During one of our last conversations, we were chatting with each other and a mutual friend, while watching our friend play a video game. I’d offered some advice, having played the game in question repeatedly and knowing quite a lot about it, and Rades had said “Let him play it out himself,” or words to that effect. I hadn’t meant to be overbearing or interfere with the player’s enjoyment, but I’m good at taking things in a negative light, and the words felt like a rebuke.
They were also, barring a joke he made about one of my characters, the last words we exchanged. When I learned that he’d died, my brain completely glossed over the joke, decided that the last conversation we’d had was on acrimonious terms, and it felt terrible. I wanted, so badly it was painful, to do something for him, to show that I really hadn’t meant anything by it, that there were no hard feelings.
This comic was how I first heard of him. It felt like it was a thing he’d worked on that a lot of people would know. When I learned from Stacey that it had been hacked, and that she couldn’t find her digital copies of the comic pages? Well, if I could find the comic pages, that was something I could do.
I found the comic pages on the Wayback Machine, but that was during the first day and that didn’t feel like nearly enough. I kept going.

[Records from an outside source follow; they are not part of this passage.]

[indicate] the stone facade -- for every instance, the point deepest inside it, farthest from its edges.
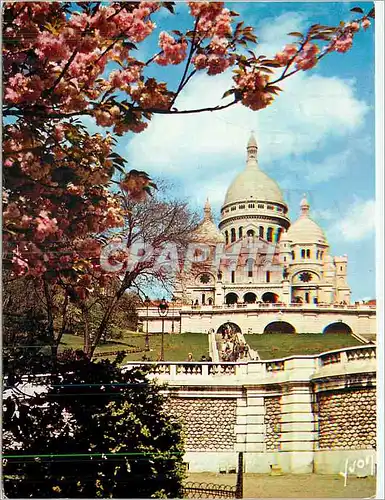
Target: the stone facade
(273, 423)
(208, 423)
(347, 419)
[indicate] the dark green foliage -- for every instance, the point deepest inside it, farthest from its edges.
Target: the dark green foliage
(97, 432)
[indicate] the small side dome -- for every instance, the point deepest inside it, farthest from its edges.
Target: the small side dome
(305, 230)
(207, 231)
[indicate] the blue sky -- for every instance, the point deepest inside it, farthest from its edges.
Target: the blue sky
(318, 137)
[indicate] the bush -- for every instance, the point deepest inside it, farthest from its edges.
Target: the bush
(97, 432)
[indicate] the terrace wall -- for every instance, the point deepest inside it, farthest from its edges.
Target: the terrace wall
(304, 414)
(254, 318)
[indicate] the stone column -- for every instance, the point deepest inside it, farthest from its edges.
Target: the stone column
(250, 430)
(286, 292)
(219, 294)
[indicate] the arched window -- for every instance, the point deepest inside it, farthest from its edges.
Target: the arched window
(250, 266)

I’d used a tool called Hugo at work a few months prior, to collect raw data and package it into a slick-looking website, and it seemed to me that a webcomic was a perfect use case for this kind of thing. I knew I was distracting myself, but it wasn’t such a bad distraction, as distractions went. It was inexpensive, harmless and just time-consuming enough to function as the distraction I needed.
Over the course of a couple months, I got the site knocked together into the form it’s in now, mostly. I learned, or sometimes re-learned, a fair amount of coding in the process. I spent a good couple hours listening to podcasts and endlessly saving pages off the Wayback Machine, diving into their code with repeated regular expressions to pull all the comments out, putting them through filters to format them into a form Hugo could understand easily, organizing them into the closest thing I could make to what the site originally looked like- even where there were things Stacey told me only existed because neither of them was good at websites.
A year ago, my friend died.
I still feel guilty, a little. Maybe I always will. At least the site isn’t the Weird Guilty Penance that it started out as. Instead, it’s a tribute to my old friend. It’s the way I met a new friend. It’s one last project I could collaborate with Rades on. Because of it, maybe a few people will get a little extra joy in their lives, courtesy of Rades. It’s one last thing I could do for him. I wish he’d been able to see it.
I miss him.
P.S.: It took a lot of wrestling to open up comments on the site. I was torn between hoping people would have nice things to say about him, and wishing they’d leave things exactly as they were. It seems there’s no more choice about it- the tool that powers the comments is sunsetting their free tier, and the only comments ever submitted thus far are spambots, generally in Russian. I’m guessing this will be the last comment on the site. If you do have something you want to add, if you get in touch with me, I can add it. If we get a lot, maybe there can be a tributes page.